West hardly needed his mentor's star turn to dominate the proceedings, though, just as he (and his all-female chamber orchestra) hardly belonged in a line-up where constant refrains of "Where's my lovely ladies?" and "Boston, make some noise!" were the unifying theme. Without gimmicks, poses, or a posse, West turned the stage to a pulpit, careening through a hits-saturated set as notable for ideological gravitas as clever beats. Positivity was on tap for "Touch the Sky," and the urgency that emerged during "Diamonds From Sierra Leone" deepened as the political turned personal on "Jesus Walks."
West is cocky, but he earned his egotism with a compact, intense set that was short on guns and long on brains. He marveled during a poetic spoken-word passage that such unfashionable pursuits had brought him fame at all, and then revealed the secret of his success in a succession of uniquely smart, artful songs: "All Falls Down," "Gold Digger," "Good Life" (T-Pain came out to contribute his part to the buoyant anthem), and "Stronger," which closed the relentlessly impressive set on a euphoric note.
A supremely self-possessed Li'l Wayne took West's scheduled headlining slot. (Did Kanye want to catch a ride on Jay-Z's plane?) He turned the tempos down, the subject dirty, and the sounds more conventionally stylish before the venue turned on the house lights at the stroke of 11:30. Visibly startled, Li'l Wayne dropped his microphone and stalked off as the audience booed.
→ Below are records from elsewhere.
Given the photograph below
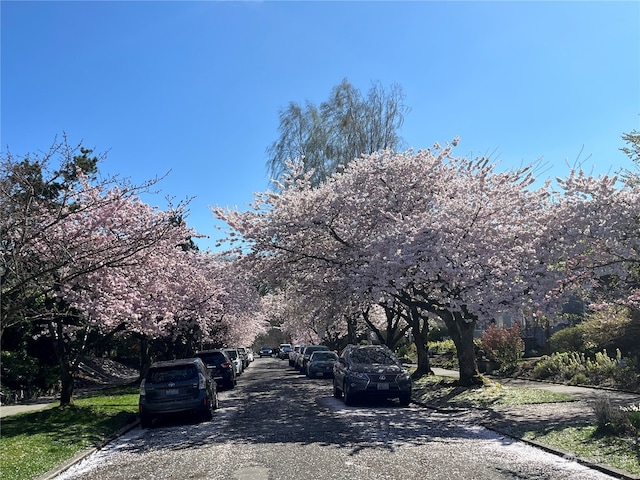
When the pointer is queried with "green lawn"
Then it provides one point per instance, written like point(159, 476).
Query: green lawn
point(584, 441)
point(579, 440)
point(33, 443)
point(444, 393)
Earlier in the evening, Akon worked a few songs into his frankly riveting strip routine, among them "Don't Matter" and "I Wanna Love You," paeans to strippers. The Senegalese star can deliver a smooth, clean flow whether he's singing or rapping, unlike T-Pain, whose charms are rougher but just as engaging. "I don't like people leaving the T-Pain party unsatisfied," he said, and worked hard toward his goal.
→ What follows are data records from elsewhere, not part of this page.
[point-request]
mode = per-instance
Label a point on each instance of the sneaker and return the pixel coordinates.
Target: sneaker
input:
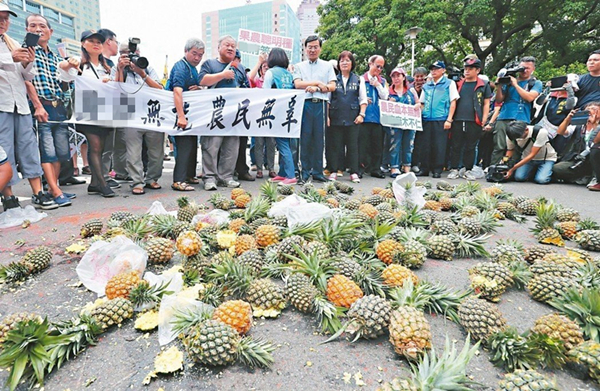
(453, 174)
(43, 201)
(10, 203)
(210, 186)
(288, 181)
(468, 175)
(62, 200)
(593, 182)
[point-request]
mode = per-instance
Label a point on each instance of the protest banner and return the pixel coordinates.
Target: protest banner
(211, 112)
(400, 115)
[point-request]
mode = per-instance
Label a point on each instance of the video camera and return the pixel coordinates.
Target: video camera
(504, 74)
(140, 62)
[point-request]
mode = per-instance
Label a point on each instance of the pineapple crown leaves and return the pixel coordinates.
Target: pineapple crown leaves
(255, 352)
(26, 351)
(583, 306)
(511, 350)
(447, 372)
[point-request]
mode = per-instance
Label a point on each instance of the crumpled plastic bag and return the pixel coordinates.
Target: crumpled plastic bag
(168, 307)
(103, 260)
(16, 216)
(413, 197)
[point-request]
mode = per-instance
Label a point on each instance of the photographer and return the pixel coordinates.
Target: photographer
(537, 155)
(517, 101)
(139, 75)
(576, 164)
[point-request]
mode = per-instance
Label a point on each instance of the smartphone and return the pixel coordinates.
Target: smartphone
(31, 40)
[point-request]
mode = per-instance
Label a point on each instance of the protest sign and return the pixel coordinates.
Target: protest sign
(211, 112)
(399, 115)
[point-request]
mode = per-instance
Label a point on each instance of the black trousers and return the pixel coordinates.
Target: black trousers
(432, 142)
(186, 158)
(370, 147)
(343, 142)
(465, 134)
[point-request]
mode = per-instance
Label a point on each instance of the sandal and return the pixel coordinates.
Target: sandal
(182, 186)
(153, 186)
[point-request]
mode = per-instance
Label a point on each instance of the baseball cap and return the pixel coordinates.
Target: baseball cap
(87, 34)
(472, 62)
(438, 64)
(398, 70)
(4, 7)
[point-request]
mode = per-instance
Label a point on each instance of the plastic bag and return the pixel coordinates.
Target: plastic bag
(106, 259)
(168, 307)
(16, 216)
(414, 196)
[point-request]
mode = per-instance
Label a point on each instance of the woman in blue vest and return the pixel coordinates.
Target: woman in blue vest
(278, 77)
(402, 140)
(346, 111)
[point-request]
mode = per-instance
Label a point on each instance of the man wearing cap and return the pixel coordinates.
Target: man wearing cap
(439, 103)
(17, 136)
(49, 96)
(517, 101)
(472, 110)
Newcomer MIMS may have scored the lowly opening slot, but the New York rapper's hit happens to be Big Papi's favorite, and MIMS endeared himself to the Boston crowd when he graciously dedicated "This Is Why I'm Hot" to the Red Sox. R&B singer J. Holiday accomplished the same using a different tack: falling to his knees to croon the slow jam "Bed" in a sweet falsetto.